Italian Job — Mario Draghi and the story of a bad bank turned good

The former US Treasury Secretary Timothy Geithner’s recently published memoir, Stress Tests is deeply uncomfortable reading for anybody even remotely interested in the fortunes of the eurozone.

Mr Geithner lays bare the inept and shortsighted response by EU leaders to the financial and debt crises that threatened to rip the eurozone apart.

The fact that the single currency is still in use, and all member states are still in the club, rests squarely on the shoulders of one man, according to Geithner. And he is the president of the ECB, Mario Draghi.

Mr Draghi understood the magnitude of the problems facing the region, which prompted the now infamous July 2012 speech that he will, “do whatever it takes to save the euro and believe me, it will be enough.” In September of that year, he unveiled the outright monetary transactions programme.

Since then, eurozone borrowing costs for core and periphery countries have tumbled to record lows.

The biggest single factor behind the success of Nama is the effect of the ‘Draghi put.’

It is highly unlikely that international investors would have piled into Ireland at the rate they did over the past two years, if the economy was about to suffer a catastrophic rupture.

The other factor underpinning Ireland’s attractiveness is the Government’s fiscal record since the economy collapsed. It has reined in a budget deficit that ballooned to a record 32% in 2010. Just as important, it did not default on any debt repayments.

When then Minister for Finance Brian Lenihan said that Nama would turn a profit for the taxpayer, he was subjected to widespread ridicule.

Nama’s management team has managed its wind-down very well. It sold off the more lucrative assets in the UK while uncertainty clouded the Irish market. Unless there is a severe shock to the system, then it is almost certain the agency will meet its target of redeeming 80% of its senior debt by 2016.

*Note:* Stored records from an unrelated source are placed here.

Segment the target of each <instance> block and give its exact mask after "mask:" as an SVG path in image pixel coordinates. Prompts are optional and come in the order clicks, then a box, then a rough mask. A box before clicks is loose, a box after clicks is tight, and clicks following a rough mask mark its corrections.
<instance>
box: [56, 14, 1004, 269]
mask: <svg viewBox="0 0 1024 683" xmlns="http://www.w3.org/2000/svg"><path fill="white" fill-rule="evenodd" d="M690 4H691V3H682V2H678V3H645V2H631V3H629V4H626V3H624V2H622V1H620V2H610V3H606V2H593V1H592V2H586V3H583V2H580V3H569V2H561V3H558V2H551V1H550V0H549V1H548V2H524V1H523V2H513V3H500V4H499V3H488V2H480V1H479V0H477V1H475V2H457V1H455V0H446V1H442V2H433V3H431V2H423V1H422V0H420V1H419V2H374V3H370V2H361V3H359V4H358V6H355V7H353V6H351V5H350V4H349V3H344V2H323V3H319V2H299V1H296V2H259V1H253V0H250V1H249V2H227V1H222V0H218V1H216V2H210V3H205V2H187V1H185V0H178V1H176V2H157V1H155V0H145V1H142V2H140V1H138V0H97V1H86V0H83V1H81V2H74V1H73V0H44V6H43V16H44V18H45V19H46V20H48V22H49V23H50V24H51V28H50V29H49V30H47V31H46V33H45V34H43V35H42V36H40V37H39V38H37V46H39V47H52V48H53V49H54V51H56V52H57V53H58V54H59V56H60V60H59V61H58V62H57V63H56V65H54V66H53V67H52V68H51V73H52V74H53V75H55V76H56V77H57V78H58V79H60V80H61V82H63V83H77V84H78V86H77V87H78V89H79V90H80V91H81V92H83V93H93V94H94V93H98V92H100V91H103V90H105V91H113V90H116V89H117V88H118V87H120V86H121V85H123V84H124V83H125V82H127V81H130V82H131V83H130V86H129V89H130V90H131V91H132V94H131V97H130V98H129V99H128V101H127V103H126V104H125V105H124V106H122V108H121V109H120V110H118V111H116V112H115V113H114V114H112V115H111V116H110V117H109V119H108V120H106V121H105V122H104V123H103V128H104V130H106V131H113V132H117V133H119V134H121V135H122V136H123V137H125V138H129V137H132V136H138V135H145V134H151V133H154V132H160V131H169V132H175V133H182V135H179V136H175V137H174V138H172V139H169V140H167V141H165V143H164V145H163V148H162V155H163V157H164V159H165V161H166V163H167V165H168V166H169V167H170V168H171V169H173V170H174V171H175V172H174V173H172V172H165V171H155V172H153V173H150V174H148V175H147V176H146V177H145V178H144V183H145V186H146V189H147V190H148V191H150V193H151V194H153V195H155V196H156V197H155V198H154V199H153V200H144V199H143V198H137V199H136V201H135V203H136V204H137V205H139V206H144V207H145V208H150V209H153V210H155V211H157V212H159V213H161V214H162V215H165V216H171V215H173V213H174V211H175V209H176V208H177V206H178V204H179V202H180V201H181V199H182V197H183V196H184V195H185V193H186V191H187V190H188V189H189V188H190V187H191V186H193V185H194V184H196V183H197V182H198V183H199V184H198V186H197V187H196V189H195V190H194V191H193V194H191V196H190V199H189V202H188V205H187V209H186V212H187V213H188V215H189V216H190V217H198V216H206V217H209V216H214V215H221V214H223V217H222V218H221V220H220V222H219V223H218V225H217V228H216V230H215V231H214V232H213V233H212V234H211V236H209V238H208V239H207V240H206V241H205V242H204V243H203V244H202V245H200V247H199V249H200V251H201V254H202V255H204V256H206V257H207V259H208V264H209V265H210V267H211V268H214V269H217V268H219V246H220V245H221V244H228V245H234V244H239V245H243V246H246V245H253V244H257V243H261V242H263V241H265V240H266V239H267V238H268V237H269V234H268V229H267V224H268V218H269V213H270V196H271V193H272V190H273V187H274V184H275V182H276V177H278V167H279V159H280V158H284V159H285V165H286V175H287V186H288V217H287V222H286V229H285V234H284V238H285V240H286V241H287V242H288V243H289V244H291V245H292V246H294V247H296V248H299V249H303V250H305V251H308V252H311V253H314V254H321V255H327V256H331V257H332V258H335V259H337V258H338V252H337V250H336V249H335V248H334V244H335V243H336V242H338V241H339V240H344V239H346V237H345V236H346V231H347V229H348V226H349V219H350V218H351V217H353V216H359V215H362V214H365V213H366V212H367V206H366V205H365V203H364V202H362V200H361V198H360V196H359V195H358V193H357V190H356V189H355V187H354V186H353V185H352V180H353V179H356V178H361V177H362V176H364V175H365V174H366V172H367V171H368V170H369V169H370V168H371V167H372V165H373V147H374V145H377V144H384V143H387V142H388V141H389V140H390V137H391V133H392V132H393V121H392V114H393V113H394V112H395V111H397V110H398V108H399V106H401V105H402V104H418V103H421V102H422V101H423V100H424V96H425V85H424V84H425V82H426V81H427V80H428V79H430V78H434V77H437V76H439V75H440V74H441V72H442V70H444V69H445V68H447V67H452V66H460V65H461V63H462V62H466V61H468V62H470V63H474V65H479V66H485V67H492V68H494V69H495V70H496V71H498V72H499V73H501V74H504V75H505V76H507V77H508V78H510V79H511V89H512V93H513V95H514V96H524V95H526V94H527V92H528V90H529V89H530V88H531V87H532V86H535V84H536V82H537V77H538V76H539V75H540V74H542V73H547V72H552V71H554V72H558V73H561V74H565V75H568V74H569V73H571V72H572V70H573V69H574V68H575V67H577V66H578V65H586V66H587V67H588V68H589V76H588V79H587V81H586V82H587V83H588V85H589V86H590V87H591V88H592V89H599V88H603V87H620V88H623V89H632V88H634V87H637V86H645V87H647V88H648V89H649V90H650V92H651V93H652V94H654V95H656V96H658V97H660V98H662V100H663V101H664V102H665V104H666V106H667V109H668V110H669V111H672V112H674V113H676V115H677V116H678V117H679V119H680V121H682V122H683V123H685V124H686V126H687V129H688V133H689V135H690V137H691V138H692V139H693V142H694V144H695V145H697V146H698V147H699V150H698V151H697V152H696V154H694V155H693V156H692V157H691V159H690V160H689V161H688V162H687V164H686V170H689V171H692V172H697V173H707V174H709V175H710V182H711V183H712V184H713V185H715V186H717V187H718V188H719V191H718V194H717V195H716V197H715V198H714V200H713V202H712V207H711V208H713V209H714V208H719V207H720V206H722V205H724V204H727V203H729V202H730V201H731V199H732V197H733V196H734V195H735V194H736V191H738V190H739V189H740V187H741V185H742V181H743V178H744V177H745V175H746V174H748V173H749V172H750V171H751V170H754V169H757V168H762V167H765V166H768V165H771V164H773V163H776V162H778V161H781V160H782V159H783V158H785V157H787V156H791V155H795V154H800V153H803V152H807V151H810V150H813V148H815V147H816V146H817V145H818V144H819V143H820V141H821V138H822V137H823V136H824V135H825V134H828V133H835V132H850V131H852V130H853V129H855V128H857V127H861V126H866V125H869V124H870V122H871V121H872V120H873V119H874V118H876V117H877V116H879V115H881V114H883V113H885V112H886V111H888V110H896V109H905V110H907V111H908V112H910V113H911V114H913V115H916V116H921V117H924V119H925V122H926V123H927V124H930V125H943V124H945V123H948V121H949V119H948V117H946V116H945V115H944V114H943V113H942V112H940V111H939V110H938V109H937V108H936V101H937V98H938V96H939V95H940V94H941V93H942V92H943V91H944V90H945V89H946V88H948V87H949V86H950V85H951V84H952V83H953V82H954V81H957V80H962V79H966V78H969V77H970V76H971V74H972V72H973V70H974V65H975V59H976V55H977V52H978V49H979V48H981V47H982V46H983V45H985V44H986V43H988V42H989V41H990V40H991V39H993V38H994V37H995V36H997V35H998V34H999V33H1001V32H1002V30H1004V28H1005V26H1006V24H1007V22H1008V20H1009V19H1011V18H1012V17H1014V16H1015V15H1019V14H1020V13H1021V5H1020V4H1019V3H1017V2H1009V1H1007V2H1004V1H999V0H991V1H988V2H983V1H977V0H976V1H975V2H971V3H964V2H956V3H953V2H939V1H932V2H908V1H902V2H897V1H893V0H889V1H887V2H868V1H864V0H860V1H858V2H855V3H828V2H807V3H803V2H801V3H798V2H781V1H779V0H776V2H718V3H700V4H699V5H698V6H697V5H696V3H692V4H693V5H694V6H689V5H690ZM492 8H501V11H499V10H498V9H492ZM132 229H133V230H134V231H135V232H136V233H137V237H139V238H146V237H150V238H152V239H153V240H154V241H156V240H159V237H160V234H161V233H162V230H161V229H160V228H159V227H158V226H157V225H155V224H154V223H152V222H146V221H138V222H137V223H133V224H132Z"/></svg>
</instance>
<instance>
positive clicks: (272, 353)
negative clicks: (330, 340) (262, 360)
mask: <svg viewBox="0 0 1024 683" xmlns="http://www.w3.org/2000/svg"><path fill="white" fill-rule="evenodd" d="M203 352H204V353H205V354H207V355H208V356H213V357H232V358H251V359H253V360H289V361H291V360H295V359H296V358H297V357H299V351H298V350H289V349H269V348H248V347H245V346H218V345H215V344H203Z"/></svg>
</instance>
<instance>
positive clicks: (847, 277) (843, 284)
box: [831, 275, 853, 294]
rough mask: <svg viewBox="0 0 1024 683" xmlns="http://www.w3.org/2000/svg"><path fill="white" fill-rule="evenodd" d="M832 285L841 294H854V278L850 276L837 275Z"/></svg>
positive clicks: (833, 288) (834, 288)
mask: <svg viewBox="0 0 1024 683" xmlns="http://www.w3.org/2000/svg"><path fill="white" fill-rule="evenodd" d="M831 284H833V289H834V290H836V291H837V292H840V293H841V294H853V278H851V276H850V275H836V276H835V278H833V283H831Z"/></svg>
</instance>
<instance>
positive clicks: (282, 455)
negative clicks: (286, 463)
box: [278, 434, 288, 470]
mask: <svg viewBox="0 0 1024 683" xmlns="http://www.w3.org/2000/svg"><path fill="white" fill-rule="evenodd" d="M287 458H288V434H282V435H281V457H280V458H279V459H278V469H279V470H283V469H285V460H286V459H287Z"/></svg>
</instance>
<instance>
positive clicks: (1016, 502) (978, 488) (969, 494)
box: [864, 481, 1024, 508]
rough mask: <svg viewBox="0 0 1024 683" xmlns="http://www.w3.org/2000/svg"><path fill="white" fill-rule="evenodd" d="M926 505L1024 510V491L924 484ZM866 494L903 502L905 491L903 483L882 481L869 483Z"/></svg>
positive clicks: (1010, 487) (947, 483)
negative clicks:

The three domestic banks hold senior Nama bonds. As these bonds are very low-yielding, they act as a drag on growth. Consequently, AIB’s valuation will improve the sooner these bonds are redeemed.

Nama was once seen as a huge contingent liability for the State. The faster it is wound down, the better it will be for the country’s credit-worthiness.

The planned €3bn investment in the Dublin Docklands region and residential housing over the next few years will act as a welcome stimulus. Nicely time for the general election in 2016 as well.